ただし、付加保険料の納付は任意であり、全ての被保険者が納付する必要はありません。

企業型確定拠出年金を活用する

企業型確定拠出年金(Corporate Defined Contribution Pension Plan・企業型DC)を活用して効率的にお金を増やすことも、年金問題の備えになります。

企業型確定拠出年金は、日本の企業が従業員に対して提供している企業年金制度の一つです。

その名の通り確定拠出年金制度の一つでもある企業型確定拠出年金は、企業が従業員の年金資金を積み立て、その積立資金を用いて従業員自身が投資を行う仕組みになっています。

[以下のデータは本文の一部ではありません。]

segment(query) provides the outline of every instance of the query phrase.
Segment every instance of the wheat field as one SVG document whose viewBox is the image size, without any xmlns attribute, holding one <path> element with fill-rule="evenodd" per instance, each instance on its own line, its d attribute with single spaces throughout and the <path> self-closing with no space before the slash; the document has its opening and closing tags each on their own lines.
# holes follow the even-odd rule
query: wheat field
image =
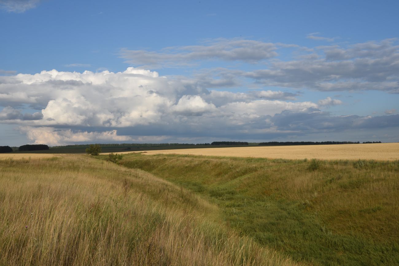
<svg viewBox="0 0 399 266">
<path fill-rule="evenodd" d="M 164 150 L 147 151 L 144 154 L 173 154 L 292 160 L 315 158 L 392 161 L 399 160 L 399 143 Z"/>
<path fill-rule="evenodd" d="M 44 153 L 0 153 L 0 160 L 4 160 L 7 159 L 12 160 L 41 159 L 44 158 L 51 158 L 51 157 L 59 157 L 59 154 L 51 154 Z"/>
</svg>

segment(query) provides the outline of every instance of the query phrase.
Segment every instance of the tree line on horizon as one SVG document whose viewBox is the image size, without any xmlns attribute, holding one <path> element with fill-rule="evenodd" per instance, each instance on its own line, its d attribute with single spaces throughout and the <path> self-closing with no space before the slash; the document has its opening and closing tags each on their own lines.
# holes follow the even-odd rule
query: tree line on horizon
<svg viewBox="0 0 399 266">
<path fill-rule="evenodd" d="M 363 144 L 366 143 L 381 143 L 381 141 L 366 141 L 363 142 Z M 258 145 L 326 145 L 335 144 L 360 144 L 360 142 L 352 142 L 352 141 L 322 141 L 322 142 L 313 142 L 313 141 L 285 141 L 278 142 L 271 141 L 268 142 L 260 142 Z"/>
<path fill-rule="evenodd" d="M 16 147 L 14 147 L 16 148 Z M 44 144 L 34 144 L 22 145 L 20 146 L 17 149 L 13 149 L 10 146 L 0 146 L 0 153 L 5 153 L 6 152 L 12 152 L 18 150 L 20 152 L 30 152 L 32 151 L 44 150 L 49 150 L 49 148 L 47 145 Z"/>
</svg>

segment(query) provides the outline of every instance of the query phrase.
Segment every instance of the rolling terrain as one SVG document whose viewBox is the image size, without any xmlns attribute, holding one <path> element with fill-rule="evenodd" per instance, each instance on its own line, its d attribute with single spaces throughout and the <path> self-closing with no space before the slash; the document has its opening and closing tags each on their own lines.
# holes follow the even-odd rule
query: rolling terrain
<svg viewBox="0 0 399 266">
<path fill-rule="evenodd" d="M 399 160 L 399 143 L 253 146 L 147 151 L 146 154 L 176 154 L 289 159 Z"/>
<path fill-rule="evenodd" d="M 293 265 L 194 192 L 87 156 L 0 160 L 0 265 Z"/>
<path fill-rule="evenodd" d="M 399 264 L 397 146 L 355 145 L 388 158 L 2 154 L 0 265 Z"/>
<path fill-rule="evenodd" d="M 398 161 L 131 154 L 120 164 L 196 192 L 240 235 L 296 261 L 399 264 Z"/>
</svg>

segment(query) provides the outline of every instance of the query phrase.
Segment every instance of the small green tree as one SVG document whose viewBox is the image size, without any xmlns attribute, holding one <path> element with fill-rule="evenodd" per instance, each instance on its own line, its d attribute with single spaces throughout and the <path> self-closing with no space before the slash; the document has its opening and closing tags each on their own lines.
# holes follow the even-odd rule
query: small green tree
<svg viewBox="0 0 399 266">
<path fill-rule="evenodd" d="M 98 155 L 101 152 L 101 147 L 99 144 L 91 144 L 86 149 L 86 152 L 88 154 Z"/>
<path fill-rule="evenodd" d="M 109 154 L 108 158 L 107 160 L 107 161 L 109 161 L 110 162 L 112 162 L 113 163 L 117 164 L 119 160 L 121 160 L 122 159 L 123 157 L 123 156 L 122 154 L 114 154 L 113 152 L 111 152 Z"/>
</svg>

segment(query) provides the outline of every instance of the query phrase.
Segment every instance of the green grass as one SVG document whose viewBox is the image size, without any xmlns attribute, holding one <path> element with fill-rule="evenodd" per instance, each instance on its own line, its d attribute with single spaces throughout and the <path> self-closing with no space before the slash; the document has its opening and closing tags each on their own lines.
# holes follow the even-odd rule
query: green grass
<svg viewBox="0 0 399 266">
<path fill-rule="evenodd" d="M 24 151 L 14 152 L 11 153 L 46 153 L 46 154 L 85 154 L 86 149 L 89 145 L 83 147 L 51 147 L 49 150 L 40 151 Z M 234 147 L 257 146 L 258 145 L 179 145 L 176 146 L 146 146 L 140 144 L 128 146 L 106 146 L 101 147 L 101 152 L 137 152 L 147 150 L 178 150 L 180 149 L 198 149 L 200 148 L 220 148 Z M 126 150 L 126 148 L 130 149 Z"/>
<path fill-rule="evenodd" d="M 314 265 L 399 264 L 399 161 L 125 155 L 200 195 L 225 224 Z"/>
<path fill-rule="evenodd" d="M 0 160 L 0 265 L 293 265 L 194 192 L 87 156 Z"/>
</svg>

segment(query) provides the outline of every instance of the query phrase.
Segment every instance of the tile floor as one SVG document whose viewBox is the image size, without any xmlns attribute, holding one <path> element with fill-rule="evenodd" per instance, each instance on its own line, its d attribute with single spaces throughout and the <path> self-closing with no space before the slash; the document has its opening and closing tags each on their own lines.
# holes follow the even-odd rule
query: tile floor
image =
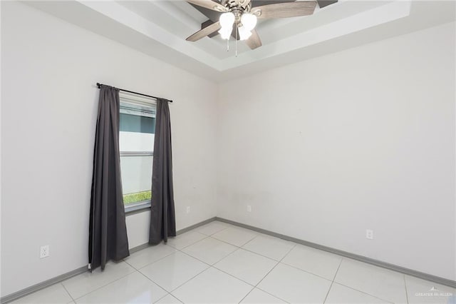
<svg viewBox="0 0 456 304">
<path fill-rule="evenodd" d="M 15 303 L 456 303 L 456 290 L 214 221 Z"/>
</svg>

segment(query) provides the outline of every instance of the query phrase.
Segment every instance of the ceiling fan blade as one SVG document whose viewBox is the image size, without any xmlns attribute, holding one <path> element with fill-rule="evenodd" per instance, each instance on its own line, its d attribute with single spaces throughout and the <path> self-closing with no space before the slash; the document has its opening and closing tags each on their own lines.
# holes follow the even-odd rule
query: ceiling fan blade
<svg viewBox="0 0 456 304">
<path fill-rule="evenodd" d="M 228 9 L 227 7 L 218 2 L 213 1 L 212 0 L 187 0 L 187 2 L 199 6 L 205 7 L 206 9 L 212 9 L 212 11 L 220 11 L 222 13 L 228 11 Z"/>
<path fill-rule="evenodd" d="M 288 18 L 314 14 L 316 1 L 285 2 L 266 4 L 252 9 L 259 19 Z"/>
<path fill-rule="evenodd" d="M 254 29 L 252 30 L 252 36 L 245 41 L 245 43 L 247 44 L 247 46 L 252 50 L 261 46 L 261 40 Z"/>
<path fill-rule="evenodd" d="M 187 41 L 196 41 L 197 40 L 200 40 L 203 37 L 205 37 L 207 35 L 210 35 L 220 29 L 222 26 L 220 26 L 220 22 L 215 22 L 209 26 L 206 26 L 202 30 L 200 30 L 195 33 L 193 35 L 188 37 L 187 39 Z"/>
</svg>

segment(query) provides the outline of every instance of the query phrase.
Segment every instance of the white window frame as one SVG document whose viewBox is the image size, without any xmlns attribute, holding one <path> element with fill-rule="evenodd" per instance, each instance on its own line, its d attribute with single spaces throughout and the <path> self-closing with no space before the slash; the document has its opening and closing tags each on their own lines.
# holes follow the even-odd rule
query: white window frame
<svg viewBox="0 0 456 304">
<path fill-rule="evenodd" d="M 142 106 L 146 107 L 152 107 L 155 109 L 157 108 L 157 101 L 149 97 L 142 96 L 140 95 L 120 91 L 119 99 L 120 103 L 130 103 L 133 106 Z M 153 156 L 154 155 L 153 152 L 144 151 L 120 151 L 120 157 Z M 128 213 L 136 213 L 137 212 L 140 211 L 147 211 L 150 209 L 150 200 L 146 200 L 138 203 L 130 203 L 128 205 L 124 205 L 124 207 L 125 210 L 125 215 L 128 215 Z"/>
</svg>

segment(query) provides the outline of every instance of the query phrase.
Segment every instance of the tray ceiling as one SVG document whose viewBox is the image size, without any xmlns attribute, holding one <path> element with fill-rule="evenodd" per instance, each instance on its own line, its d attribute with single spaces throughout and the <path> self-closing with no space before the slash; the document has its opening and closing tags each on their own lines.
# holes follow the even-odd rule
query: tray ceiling
<svg viewBox="0 0 456 304">
<path fill-rule="evenodd" d="M 317 6 L 311 16 L 259 21 L 256 29 L 263 46 L 252 51 L 238 41 L 236 56 L 234 39 L 230 41 L 229 51 L 226 41 L 219 35 L 196 42 L 185 41 L 201 29 L 208 16 L 184 1 L 26 3 L 217 81 L 455 19 L 452 1 L 339 0 L 323 8 Z"/>
</svg>

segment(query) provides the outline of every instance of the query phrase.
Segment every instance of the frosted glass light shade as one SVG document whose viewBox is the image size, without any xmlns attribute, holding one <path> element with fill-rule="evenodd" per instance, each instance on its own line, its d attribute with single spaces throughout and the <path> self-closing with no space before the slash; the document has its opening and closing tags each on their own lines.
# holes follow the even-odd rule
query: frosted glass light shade
<svg viewBox="0 0 456 304">
<path fill-rule="evenodd" d="M 229 27 L 222 27 L 219 30 L 219 34 L 222 36 L 222 39 L 228 40 L 231 36 L 231 32 L 233 31 L 232 26 Z"/>
<path fill-rule="evenodd" d="M 234 14 L 232 12 L 223 13 L 220 15 L 220 26 L 222 28 L 232 28 L 234 23 Z"/>
<path fill-rule="evenodd" d="M 241 16 L 241 23 L 247 31 L 252 31 L 256 25 L 256 16 L 249 13 L 243 14 Z"/>
<path fill-rule="evenodd" d="M 252 36 L 252 31 L 249 31 L 245 26 L 239 27 L 239 39 L 247 40 Z"/>
</svg>

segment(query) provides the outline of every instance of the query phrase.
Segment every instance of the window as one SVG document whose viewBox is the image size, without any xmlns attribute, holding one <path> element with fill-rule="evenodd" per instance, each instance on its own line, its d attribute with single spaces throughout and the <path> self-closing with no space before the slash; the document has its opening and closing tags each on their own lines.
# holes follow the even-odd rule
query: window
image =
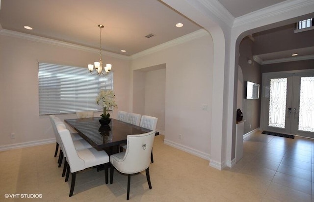
<svg viewBox="0 0 314 202">
<path fill-rule="evenodd" d="M 299 21 L 299 23 L 298 23 L 298 29 L 304 29 L 312 26 L 313 25 L 313 18 L 310 18 L 309 19 Z"/>
<path fill-rule="evenodd" d="M 39 63 L 39 115 L 101 111 L 101 89 L 113 90 L 113 73 L 93 75 L 87 68 Z"/>
</svg>

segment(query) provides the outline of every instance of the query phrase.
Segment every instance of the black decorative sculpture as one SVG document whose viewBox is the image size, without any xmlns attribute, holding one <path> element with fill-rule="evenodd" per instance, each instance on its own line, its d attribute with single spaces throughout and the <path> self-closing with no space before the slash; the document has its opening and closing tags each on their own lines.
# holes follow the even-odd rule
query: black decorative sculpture
<svg viewBox="0 0 314 202">
<path fill-rule="evenodd" d="M 236 110 L 236 122 L 240 122 L 241 121 L 242 121 L 243 118 L 243 114 L 241 111 L 241 109 L 237 109 Z"/>
</svg>

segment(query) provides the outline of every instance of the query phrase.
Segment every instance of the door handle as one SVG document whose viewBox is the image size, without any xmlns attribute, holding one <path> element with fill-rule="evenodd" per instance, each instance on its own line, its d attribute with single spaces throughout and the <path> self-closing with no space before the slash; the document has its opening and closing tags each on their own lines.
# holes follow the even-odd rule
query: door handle
<svg viewBox="0 0 314 202">
<path fill-rule="evenodd" d="M 289 113 L 290 114 L 291 114 L 291 110 L 292 109 L 292 108 L 291 107 L 289 107 L 288 108 L 288 111 L 287 112 L 287 113 Z"/>
<path fill-rule="evenodd" d="M 298 114 L 299 112 L 296 111 L 296 109 L 295 108 L 293 108 L 293 113 L 294 114 Z"/>
</svg>

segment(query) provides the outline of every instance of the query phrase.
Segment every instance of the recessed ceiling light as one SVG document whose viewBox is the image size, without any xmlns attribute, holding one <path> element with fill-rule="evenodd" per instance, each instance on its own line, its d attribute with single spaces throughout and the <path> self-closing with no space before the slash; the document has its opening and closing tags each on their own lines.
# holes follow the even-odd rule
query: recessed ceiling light
<svg viewBox="0 0 314 202">
<path fill-rule="evenodd" d="M 177 25 L 176 25 L 176 26 L 177 27 L 182 27 L 183 26 L 183 24 L 182 23 L 177 23 Z"/>
<path fill-rule="evenodd" d="M 33 29 L 32 28 L 31 28 L 31 27 L 30 27 L 29 26 L 24 26 L 24 28 L 25 28 L 26 29 L 29 29 L 29 30 Z"/>
</svg>

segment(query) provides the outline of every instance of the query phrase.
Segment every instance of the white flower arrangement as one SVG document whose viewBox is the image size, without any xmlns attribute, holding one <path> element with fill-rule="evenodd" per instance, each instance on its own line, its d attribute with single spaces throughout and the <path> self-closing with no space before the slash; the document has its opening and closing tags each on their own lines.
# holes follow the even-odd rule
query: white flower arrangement
<svg viewBox="0 0 314 202">
<path fill-rule="evenodd" d="M 102 105 L 104 107 L 104 114 L 101 115 L 102 119 L 109 119 L 110 114 L 109 113 L 106 114 L 106 112 L 110 107 L 112 107 L 115 108 L 118 107 L 115 99 L 115 95 L 112 90 L 105 91 L 101 90 L 100 91 L 99 95 L 96 98 L 96 102 L 98 104 Z"/>
</svg>

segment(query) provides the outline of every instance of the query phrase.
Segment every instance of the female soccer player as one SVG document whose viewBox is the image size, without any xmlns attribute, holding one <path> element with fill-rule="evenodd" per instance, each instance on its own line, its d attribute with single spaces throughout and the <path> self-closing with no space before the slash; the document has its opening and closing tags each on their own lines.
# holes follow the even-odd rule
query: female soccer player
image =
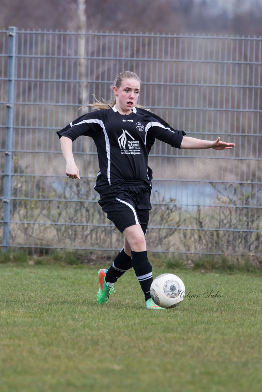
<svg viewBox="0 0 262 392">
<path fill-rule="evenodd" d="M 80 179 L 72 153 L 72 142 L 89 136 L 95 144 L 100 172 L 95 190 L 107 218 L 124 235 L 124 247 L 108 270 L 98 272 L 97 303 L 105 304 L 115 291 L 116 282 L 133 267 L 144 293 L 147 309 L 162 309 L 153 301 L 150 287 L 152 267 L 147 258 L 145 235 L 151 209 L 152 171 L 148 157 L 156 139 L 182 149 L 224 150 L 235 145 L 185 136 L 137 103 L 141 81 L 132 72 L 120 73 L 112 87 L 111 100 L 88 105 L 96 109 L 84 114 L 57 132 L 66 162 L 66 173 Z"/>
</svg>

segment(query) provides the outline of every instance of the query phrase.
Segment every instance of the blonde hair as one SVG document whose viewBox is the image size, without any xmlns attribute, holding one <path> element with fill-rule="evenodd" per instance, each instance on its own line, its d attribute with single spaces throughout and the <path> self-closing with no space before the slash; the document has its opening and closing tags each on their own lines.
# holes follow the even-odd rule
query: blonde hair
<svg viewBox="0 0 262 392">
<path fill-rule="evenodd" d="M 111 108 L 113 107 L 115 105 L 116 102 L 116 98 L 113 92 L 113 87 L 114 86 L 115 86 L 117 88 L 119 89 L 121 85 L 122 81 L 125 79 L 134 79 L 136 80 L 137 80 L 140 85 L 141 84 L 141 80 L 139 76 L 134 72 L 130 72 L 129 71 L 121 72 L 114 80 L 113 84 L 110 86 L 110 89 L 112 90 L 112 92 L 110 100 L 108 101 L 106 101 L 103 98 L 102 98 L 102 101 L 99 101 L 97 99 L 95 96 L 94 95 L 95 102 L 93 103 L 90 103 L 89 105 L 87 105 L 85 106 L 81 106 L 81 107 L 79 108 L 79 109 L 81 109 L 83 107 L 91 107 L 92 110 L 101 110 L 101 109 L 110 109 Z M 136 107 L 141 107 L 144 109 L 146 109 L 144 106 L 142 106 L 141 105 L 139 105 L 138 103 L 136 103 L 135 106 Z M 148 110 L 149 109 L 147 109 L 147 110 Z"/>
</svg>

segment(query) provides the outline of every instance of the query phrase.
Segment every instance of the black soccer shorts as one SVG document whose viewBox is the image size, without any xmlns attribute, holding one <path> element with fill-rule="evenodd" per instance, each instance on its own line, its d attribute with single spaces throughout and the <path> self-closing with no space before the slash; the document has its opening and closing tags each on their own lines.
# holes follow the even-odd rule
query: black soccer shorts
<svg viewBox="0 0 262 392">
<path fill-rule="evenodd" d="M 152 209 L 150 195 L 151 189 L 144 181 L 126 181 L 101 196 L 98 203 L 121 233 L 139 224 L 145 235 Z"/>
</svg>

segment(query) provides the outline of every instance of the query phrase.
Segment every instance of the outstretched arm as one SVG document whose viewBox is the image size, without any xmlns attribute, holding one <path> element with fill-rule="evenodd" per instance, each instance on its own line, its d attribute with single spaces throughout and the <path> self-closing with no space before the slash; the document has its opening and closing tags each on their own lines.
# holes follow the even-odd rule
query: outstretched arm
<svg viewBox="0 0 262 392">
<path fill-rule="evenodd" d="M 69 138 L 62 136 L 60 139 L 61 149 L 64 158 L 66 161 L 66 173 L 70 178 L 80 179 L 79 170 L 75 163 L 73 155 L 72 140 Z"/>
<path fill-rule="evenodd" d="M 220 141 L 218 138 L 214 142 L 196 139 L 188 136 L 184 136 L 182 140 L 181 148 L 188 150 L 200 150 L 203 149 L 213 148 L 214 150 L 229 150 L 235 147 L 234 143 L 226 143 Z"/>
</svg>

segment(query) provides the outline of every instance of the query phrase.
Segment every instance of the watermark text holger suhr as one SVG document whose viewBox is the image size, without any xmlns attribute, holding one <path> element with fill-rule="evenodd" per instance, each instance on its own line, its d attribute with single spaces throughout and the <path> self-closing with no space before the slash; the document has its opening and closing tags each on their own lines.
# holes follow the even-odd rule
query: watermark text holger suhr
<svg viewBox="0 0 262 392">
<path fill-rule="evenodd" d="M 200 297 L 202 298 L 221 298 L 222 297 L 223 297 L 223 294 L 220 294 L 219 291 L 215 292 L 214 290 L 207 290 L 203 294 L 193 294 L 191 293 L 191 290 L 188 293 L 187 293 L 186 290 L 185 291 L 181 291 L 180 296 L 181 298 L 186 298 L 188 301 L 190 301 L 192 298 L 200 298 Z"/>
</svg>

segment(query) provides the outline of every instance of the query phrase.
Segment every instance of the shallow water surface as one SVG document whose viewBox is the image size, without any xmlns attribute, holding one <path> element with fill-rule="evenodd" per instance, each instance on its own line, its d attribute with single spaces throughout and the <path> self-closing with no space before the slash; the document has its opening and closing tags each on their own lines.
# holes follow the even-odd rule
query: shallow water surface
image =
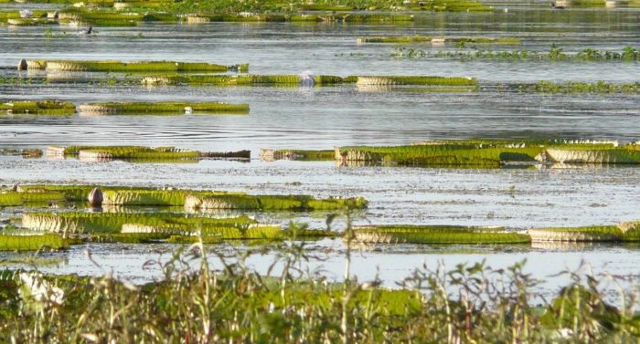
<svg viewBox="0 0 640 344">
<path fill-rule="evenodd" d="M 499 91 L 539 80 L 637 82 L 638 62 L 549 62 L 396 58 L 394 44 L 357 44 L 367 36 L 504 36 L 521 45 L 466 47 L 465 49 L 548 52 L 556 44 L 567 53 L 585 48 L 621 51 L 640 47 L 640 9 L 553 11 L 546 2 L 495 1 L 493 14 L 420 14 L 406 25 L 296 25 L 212 23 L 206 26 L 140 25 L 98 27 L 94 36 L 77 27 L 0 26 L 0 78 L 24 78 L 20 58 L 154 59 L 250 63 L 255 74 L 440 75 L 476 78 L 478 90 L 424 92 L 414 88 L 158 87 L 137 83 L 89 86 L 86 82 L 0 84 L 0 100 L 59 99 L 90 101 L 226 101 L 248 103 L 245 116 L 36 117 L 0 115 L 0 147 L 48 145 L 176 146 L 200 151 L 251 150 L 250 162 L 202 161 L 191 164 L 87 163 L 77 160 L 0 157 L 0 182 L 92 183 L 174 186 L 244 191 L 251 193 L 363 196 L 366 211 L 353 214 L 356 224 L 423 224 L 501 225 L 513 230 L 534 226 L 612 224 L 640 220 L 640 169 L 622 166 L 527 169 L 422 169 L 339 167 L 333 162 L 258 160 L 261 148 L 332 149 L 344 145 L 398 145 L 430 139 L 640 139 L 637 94 L 537 94 Z M 15 5 L 1 5 L 2 8 Z M 507 11 L 504 11 L 507 9 Z M 429 52 L 454 51 L 453 45 L 417 44 Z M 112 76 L 86 73 L 101 80 Z M 129 78 L 131 76 L 127 76 Z M 19 216 L 24 209 L 4 209 L 0 217 Z M 138 211 L 157 211 L 144 209 Z M 325 225 L 325 213 L 250 214 L 263 222 L 300 221 Z M 336 226 L 345 226 L 345 220 Z M 54 273 L 101 275 L 112 270 L 136 283 L 160 276 L 144 268 L 150 259 L 167 259 L 177 246 L 166 245 L 86 245 L 50 254 L 64 263 L 43 266 Z M 218 249 L 245 248 L 243 245 Z M 101 266 L 91 263 L 89 249 Z M 340 279 L 344 244 L 312 243 L 323 257 L 309 268 Z M 423 262 L 453 268 L 486 260 L 507 267 L 523 259 L 527 271 L 555 291 L 566 282 L 549 277 L 581 260 L 595 272 L 631 275 L 638 281 L 636 246 L 569 247 L 378 245 L 354 255 L 352 271 L 360 280 L 379 273 L 388 287 Z M 255 256 L 260 271 L 276 253 Z M 0 259 L 14 256 L 0 253 Z M 163 260 L 165 261 L 165 260 Z"/>
</svg>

企業は一定の金額を年金積立金として拠出しますが、その後の運用結果や年金の受け取り額は、従業員が選択する投資商品のパフォーマンス次第になります。

年金の支払いを工夫する

毎月の年金保険料の支払いでも工夫が可能です。

楽天ペイ(請求書払い)は、楽天キャッシュと楽天ポイントが利用可能です。

楽天カードから楽天キャッシュへチャージをすると、0.5%の楽天ポイントが還元されるため、楽天キャッシュで支払うと現金で年金を支払うよりも結果的にお得です。

0.5%のポイント還元はありませんが、楽天ポイント(期間限定ポイントを含む)での年金支払いも可能で、楽天のサービスでポイントを貯めているとお得に支払えます。

まとめ

年金問題は、社会的関心も高く、多くの方が不安に思っている問題です。

しかし、年金問題についてきちんと理解できている人は多くありません。

まずは、何が問題なのかをきちんと理解して、今後どうなるかを自分で考えることが大切です。

そこから、自分が今できることをしっかりと行っていくのです。

お金を貯める習慣を身に着け、少しでも効率的にお金を増やすことができるよう、少額で良いので投資を始めることをおすすめします。

投資を始める際には、様々な税制優遇制度があるので積極的に活用してください。